Auch eine Hilfebedürftigkeit des Klägers sei im gegenständlichen Zeitraum gegeben gewesen. Er habe zunächst nach eigener, glaubhafter Aussage lediglich über nicht-bedarfsdeckende Einkünfte in Form von Geld- und Sachspenden der Aidshilfe A-Stadt verfügt. Ab Erlass der einstweiligen Anordnung habe er dann von den vorläufigen Leistungen gelebt. Auf sonstiges Einkommen und Vermögen gebe es keine Hinweise.
Die Festsetzung der Leistungshöhe bleibe dem Beklagten vorbehalten.
Der Beklagte hat gegen das ihm am 6. Februar 2018 zugestellte Urteil am 2. März 2018 Berufung eingelegt und seinen erstinstanzlichen Vortrag im Wesentlichen wiederholt. Der Kläger könne sich nicht auf einen fortwirkenden Arbeitnehmerstatus berufen. Denn die Arbeitslosigkeit des Klägers sei im Laufe der ersten zwölf Monate, konkret mit Ablauf von zwölf Monaten, eingetreten. Diese Regelung werde vom Sozialgericht übersehen.
Der Beklagte beantragt,
das Urteil des Sozialgerichts Darmstadt vom 17. Januar 2018 aufzuheben und die Klage abzuweisen.
Der Kläger beantragt,
die Berufung als unbegründet zurückzuweisen.
Er beruft sich auf die aus seiner Sicht zutreffenden Gründe der erstinstanzlichen Entscheidung. Befristungen eines Arbeitsverhältnisses dauerten nie ein Jahr und einen Tag, sondern seien regelmäßig auf ein Jahr präzise befristet. Damit solle dem Unionsbürger ermöglicht werden, weiterhin seinen rechtlichen Status zu erhalten.

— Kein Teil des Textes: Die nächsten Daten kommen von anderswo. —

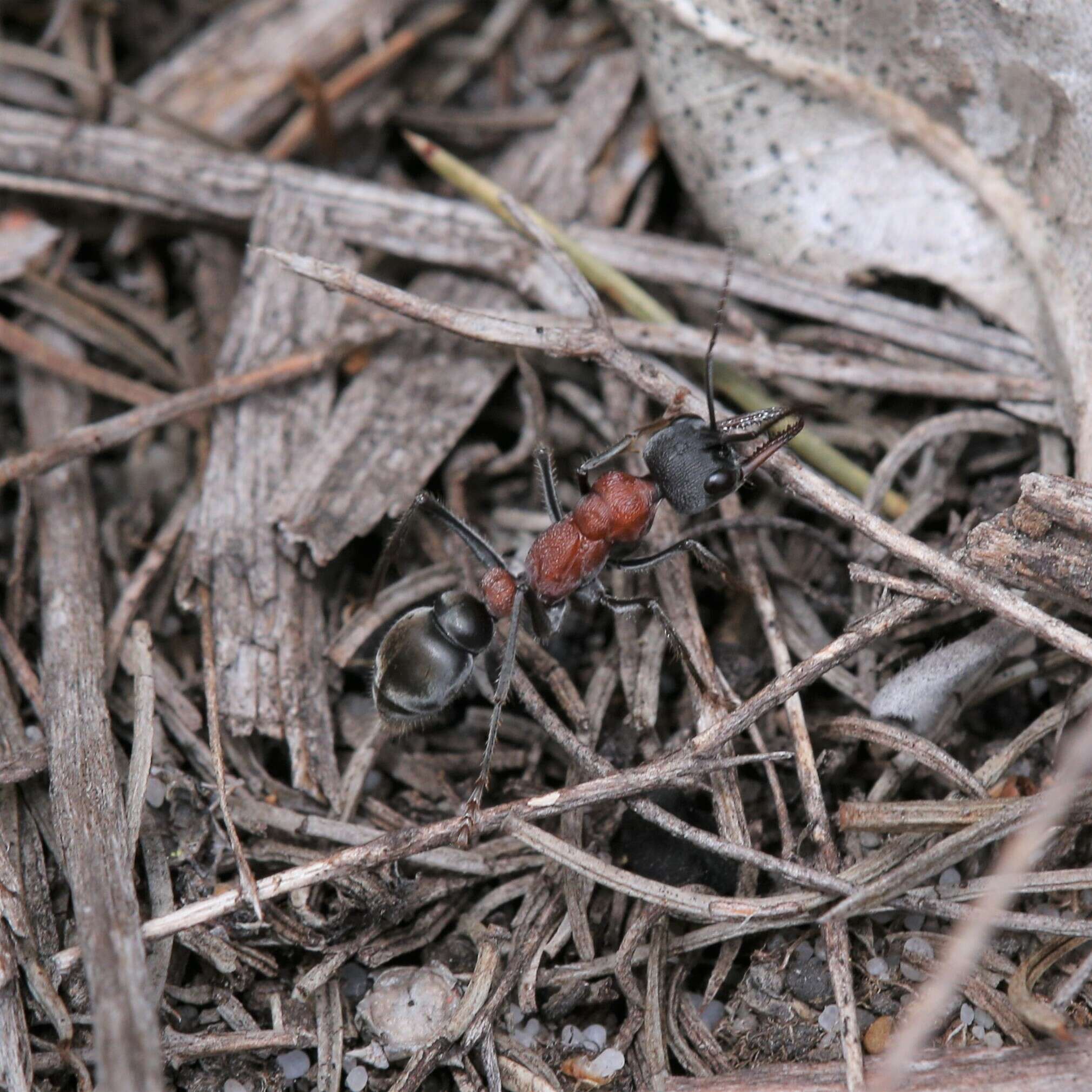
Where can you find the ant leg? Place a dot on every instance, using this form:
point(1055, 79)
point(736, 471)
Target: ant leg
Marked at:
point(593, 464)
point(473, 806)
point(652, 605)
point(431, 506)
point(751, 426)
point(544, 460)
point(703, 554)
point(628, 442)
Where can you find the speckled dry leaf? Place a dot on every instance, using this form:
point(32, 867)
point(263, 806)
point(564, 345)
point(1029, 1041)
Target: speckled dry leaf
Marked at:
point(803, 178)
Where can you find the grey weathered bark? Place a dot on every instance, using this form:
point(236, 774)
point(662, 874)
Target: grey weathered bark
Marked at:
point(39, 153)
point(85, 793)
point(270, 627)
point(1041, 543)
point(426, 389)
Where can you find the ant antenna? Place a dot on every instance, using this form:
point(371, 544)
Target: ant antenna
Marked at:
point(717, 329)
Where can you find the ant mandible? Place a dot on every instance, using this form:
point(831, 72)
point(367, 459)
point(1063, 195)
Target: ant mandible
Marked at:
point(427, 657)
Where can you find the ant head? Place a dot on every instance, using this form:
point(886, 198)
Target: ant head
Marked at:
point(695, 464)
point(465, 620)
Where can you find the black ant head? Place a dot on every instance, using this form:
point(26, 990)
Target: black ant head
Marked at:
point(465, 620)
point(696, 464)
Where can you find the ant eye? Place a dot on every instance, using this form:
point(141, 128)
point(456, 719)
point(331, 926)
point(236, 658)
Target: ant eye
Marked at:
point(720, 482)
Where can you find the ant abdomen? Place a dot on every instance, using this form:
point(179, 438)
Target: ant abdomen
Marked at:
point(427, 657)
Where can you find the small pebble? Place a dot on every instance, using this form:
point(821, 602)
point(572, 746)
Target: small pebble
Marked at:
point(155, 793)
point(354, 980)
point(408, 1007)
point(712, 1014)
point(527, 1035)
point(606, 1064)
point(370, 1055)
point(294, 1064)
point(918, 946)
point(597, 1036)
point(879, 1032)
point(910, 972)
point(744, 1023)
point(877, 967)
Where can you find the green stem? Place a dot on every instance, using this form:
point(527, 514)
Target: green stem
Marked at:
point(631, 299)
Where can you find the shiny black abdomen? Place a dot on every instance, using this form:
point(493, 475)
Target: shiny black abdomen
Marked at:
point(419, 671)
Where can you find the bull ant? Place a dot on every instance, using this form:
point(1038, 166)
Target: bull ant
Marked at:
point(427, 657)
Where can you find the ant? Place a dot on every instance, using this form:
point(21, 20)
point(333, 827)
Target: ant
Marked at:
point(427, 657)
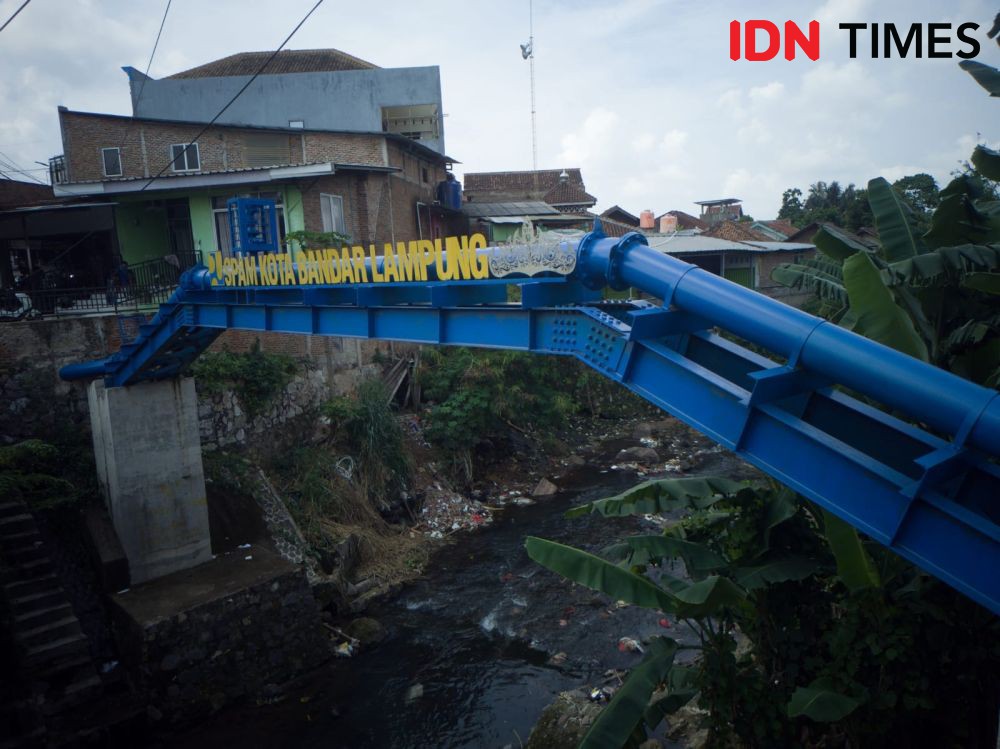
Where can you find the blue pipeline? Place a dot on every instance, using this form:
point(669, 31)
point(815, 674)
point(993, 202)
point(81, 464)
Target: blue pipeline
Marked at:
point(929, 492)
point(931, 395)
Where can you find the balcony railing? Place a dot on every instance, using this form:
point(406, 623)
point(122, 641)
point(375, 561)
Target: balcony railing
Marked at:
point(147, 285)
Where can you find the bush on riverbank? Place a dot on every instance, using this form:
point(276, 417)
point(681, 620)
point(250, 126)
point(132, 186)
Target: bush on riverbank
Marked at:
point(478, 398)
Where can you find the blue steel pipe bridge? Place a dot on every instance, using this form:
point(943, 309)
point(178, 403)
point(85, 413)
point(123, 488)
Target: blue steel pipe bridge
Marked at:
point(903, 451)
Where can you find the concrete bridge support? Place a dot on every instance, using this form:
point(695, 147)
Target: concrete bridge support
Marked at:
point(148, 455)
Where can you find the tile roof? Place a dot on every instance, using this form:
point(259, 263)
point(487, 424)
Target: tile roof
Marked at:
point(736, 231)
point(14, 193)
point(866, 235)
point(784, 227)
point(518, 181)
point(286, 61)
point(475, 209)
point(684, 220)
point(567, 193)
point(618, 213)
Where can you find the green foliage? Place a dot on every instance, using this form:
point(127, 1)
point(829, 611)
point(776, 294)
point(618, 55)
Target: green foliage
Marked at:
point(628, 707)
point(40, 475)
point(313, 240)
point(479, 396)
point(911, 293)
point(367, 424)
point(838, 651)
point(826, 202)
point(255, 377)
point(820, 702)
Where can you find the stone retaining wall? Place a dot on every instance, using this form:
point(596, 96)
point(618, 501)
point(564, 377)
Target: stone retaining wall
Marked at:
point(34, 402)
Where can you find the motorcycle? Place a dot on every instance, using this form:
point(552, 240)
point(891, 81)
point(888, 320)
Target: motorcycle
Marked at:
point(15, 306)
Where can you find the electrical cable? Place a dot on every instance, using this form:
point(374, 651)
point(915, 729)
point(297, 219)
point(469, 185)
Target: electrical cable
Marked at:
point(7, 22)
point(235, 97)
point(142, 86)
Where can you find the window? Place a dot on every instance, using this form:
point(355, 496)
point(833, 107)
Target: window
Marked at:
point(418, 121)
point(184, 157)
point(220, 213)
point(112, 158)
point(332, 207)
point(265, 149)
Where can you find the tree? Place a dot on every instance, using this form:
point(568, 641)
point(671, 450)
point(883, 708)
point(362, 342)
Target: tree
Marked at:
point(791, 206)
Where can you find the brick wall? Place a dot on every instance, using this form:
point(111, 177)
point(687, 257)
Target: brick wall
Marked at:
point(34, 402)
point(145, 146)
point(766, 263)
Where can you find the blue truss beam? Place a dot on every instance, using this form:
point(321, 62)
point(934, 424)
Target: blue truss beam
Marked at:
point(931, 494)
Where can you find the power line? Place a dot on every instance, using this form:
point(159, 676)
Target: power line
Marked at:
point(7, 22)
point(149, 64)
point(235, 97)
point(9, 163)
point(142, 86)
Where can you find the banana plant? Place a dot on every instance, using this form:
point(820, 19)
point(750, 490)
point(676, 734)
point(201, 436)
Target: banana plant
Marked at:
point(915, 292)
point(719, 589)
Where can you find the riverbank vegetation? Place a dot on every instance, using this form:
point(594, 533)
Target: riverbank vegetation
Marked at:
point(846, 644)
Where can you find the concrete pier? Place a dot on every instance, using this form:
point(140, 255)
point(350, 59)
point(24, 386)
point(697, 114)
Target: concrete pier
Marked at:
point(148, 456)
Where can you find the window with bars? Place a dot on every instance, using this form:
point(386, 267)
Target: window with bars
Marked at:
point(184, 157)
point(220, 213)
point(111, 159)
point(332, 208)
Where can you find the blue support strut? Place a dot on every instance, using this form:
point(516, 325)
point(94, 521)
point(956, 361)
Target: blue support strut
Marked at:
point(930, 493)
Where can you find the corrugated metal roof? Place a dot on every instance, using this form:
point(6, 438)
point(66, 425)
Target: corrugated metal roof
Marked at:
point(520, 208)
point(676, 244)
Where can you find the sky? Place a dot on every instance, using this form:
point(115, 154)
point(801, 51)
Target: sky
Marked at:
point(639, 94)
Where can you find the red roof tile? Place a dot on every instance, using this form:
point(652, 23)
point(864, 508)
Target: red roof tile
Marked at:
point(737, 231)
point(507, 182)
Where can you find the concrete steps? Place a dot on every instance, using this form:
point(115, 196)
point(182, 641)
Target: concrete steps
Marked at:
point(56, 661)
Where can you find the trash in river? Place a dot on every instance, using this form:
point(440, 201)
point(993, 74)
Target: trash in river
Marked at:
point(628, 645)
point(598, 695)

Die Beteiligten haben sich am 24. Januar 2020 (Kläger) und am 30. Januar 2020 (Beklagter) mit einer Entscheidung des Senats ohne mündliche Verhandlung einverstanden erklärt.

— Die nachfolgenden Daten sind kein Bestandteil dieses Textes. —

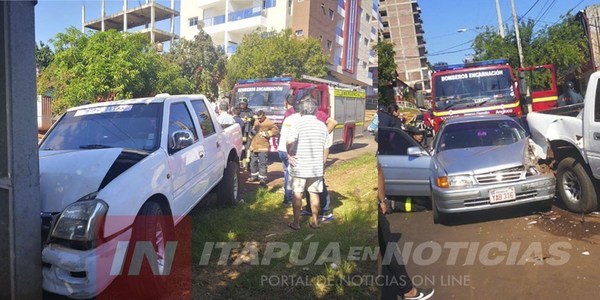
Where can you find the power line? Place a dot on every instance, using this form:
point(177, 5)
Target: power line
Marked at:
point(449, 52)
point(534, 4)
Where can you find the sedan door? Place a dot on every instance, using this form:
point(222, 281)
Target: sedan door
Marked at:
point(404, 174)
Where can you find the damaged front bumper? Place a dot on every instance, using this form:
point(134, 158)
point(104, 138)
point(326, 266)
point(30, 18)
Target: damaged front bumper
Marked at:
point(537, 188)
point(80, 274)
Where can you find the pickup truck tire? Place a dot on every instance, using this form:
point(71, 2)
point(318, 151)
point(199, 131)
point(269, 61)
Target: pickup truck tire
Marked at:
point(228, 188)
point(151, 224)
point(575, 187)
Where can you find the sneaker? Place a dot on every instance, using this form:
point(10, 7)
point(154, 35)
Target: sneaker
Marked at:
point(422, 294)
point(326, 217)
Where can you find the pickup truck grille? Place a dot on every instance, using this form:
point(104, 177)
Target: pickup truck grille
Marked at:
point(506, 175)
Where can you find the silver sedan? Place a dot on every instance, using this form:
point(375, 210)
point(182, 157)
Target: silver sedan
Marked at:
point(476, 163)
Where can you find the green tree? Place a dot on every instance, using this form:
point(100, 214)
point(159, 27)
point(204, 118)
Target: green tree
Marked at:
point(201, 63)
point(562, 45)
point(43, 55)
point(269, 54)
point(108, 65)
point(386, 68)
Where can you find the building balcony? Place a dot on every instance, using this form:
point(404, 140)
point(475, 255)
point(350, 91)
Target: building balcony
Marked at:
point(231, 49)
point(204, 4)
point(339, 40)
point(245, 20)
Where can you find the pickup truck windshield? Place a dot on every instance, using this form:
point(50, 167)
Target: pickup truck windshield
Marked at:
point(132, 126)
point(473, 89)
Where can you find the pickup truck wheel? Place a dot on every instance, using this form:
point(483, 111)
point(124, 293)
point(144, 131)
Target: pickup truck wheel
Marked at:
point(575, 186)
point(350, 140)
point(228, 188)
point(154, 226)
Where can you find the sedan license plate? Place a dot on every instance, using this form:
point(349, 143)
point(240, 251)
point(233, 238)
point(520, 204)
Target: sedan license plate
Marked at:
point(501, 195)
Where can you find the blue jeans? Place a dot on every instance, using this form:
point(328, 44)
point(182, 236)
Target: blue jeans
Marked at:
point(286, 176)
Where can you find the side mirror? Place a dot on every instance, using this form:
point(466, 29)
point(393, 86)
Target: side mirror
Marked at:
point(181, 139)
point(416, 151)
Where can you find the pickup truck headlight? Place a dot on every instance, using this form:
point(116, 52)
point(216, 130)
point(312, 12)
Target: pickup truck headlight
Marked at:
point(460, 181)
point(78, 221)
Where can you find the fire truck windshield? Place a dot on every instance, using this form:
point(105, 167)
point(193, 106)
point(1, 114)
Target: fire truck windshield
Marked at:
point(472, 89)
point(264, 97)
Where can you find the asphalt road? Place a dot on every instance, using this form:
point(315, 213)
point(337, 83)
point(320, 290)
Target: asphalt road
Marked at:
point(508, 254)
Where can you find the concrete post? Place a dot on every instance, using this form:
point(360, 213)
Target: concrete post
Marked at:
point(20, 223)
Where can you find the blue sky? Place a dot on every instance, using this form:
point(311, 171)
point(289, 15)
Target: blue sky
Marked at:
point(54, 16)
point(442, 19)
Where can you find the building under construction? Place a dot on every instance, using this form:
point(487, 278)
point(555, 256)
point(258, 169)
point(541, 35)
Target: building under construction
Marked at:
point(146, 16)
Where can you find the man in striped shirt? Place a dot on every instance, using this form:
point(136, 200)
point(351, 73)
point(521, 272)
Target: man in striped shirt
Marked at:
point(306, 155)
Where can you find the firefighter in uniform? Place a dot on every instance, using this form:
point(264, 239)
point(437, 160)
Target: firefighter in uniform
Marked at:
point(247, 116)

Wegen der weiteren Einzelheiten des Sach- und Streitstandes wird auf den Inhalt der Gerichts- und der elektronisch vorliegenden Leistungsakte des Beklagten verwiesen.
Entscheidungsgründe:
Der Senat kann ohne mündliche Verhandlung entscheiden, weil die Beteiligten sich mit einer Entscheidung durch Urteil ohne mündliche Verhandlung einverstanden erklärt haben (§ 153 Abs. 1 i.V.m. § 124 Abs. 2 Sozialgerichtsgesetz - SGG).
Die nach § 151 SGG form- und fristgerecht eingelegte, nach § 144 Abs. 1 Satz 1 Nr. 2 SGG statthafte Berufung des Beklagten ist zulässig, aber nicht begründet.
Streitgegenständlich ist die Ablehnung von Leistungen mit Bescheid vom 31. Oktober 2013 in der Gestalt des Widerspruchsbescheids vom 26. November 2013.
Die zwischenzeitlich ergangenen vorläufigen Leistungsbescheide für den Zeitraum 8. Oktober 2013 bis 31. März 2014 sind nicht nach § 96 SGG Gegenstand des Verfahrens geworden, denn sie ändern oder ersetzen den Bescheid vom 31. Oktober 2013 in der Gestalt des Widerspruchsbescheids vom 26. November 2013 nicht. Es handelt sich bei diesen Leistungsbescheiden um bloße Ausführungsbescheide, die hier auf der Grundlage der Entscheidung des Sozialgerichts im Verfahren des einstweiligen Rechtsschutzes ergangen sind.
Soweit eine einstweilige Anordnung nicht gerade die Verpflichtung der Behörde, einen Verwaltungsakt zu erlassen, zum Inhalt hat, bedarf die einstweilige Anordnung keines Ausführungsbescheides. Die einstweilige Anordnung liefert – etwa für eine Zahlung – selbst den Rechtsgrund; ein Ausführungsbescheid wäre nur deklaratorischer Natur ohne eigene Regelung im Sinne des § 32 Sozialgesetzbuch Zehntes Buch - Sozialverwaltungsverfahren und Sozialdatenschutz (SGB X). Eines Ausführungsbescheides bedarf es aber etwa dann, wenn die einstweilige Anordnung nur dem Grunde nach ergeht und sich zur Höhe der Zahlung nicht verhält (Burkiczak in: Schlegel/Voelzke, jurisPK-SGG, 1. Aufl., § 86b SGG (Stand: 12.08.2020) Rn. 461 f.).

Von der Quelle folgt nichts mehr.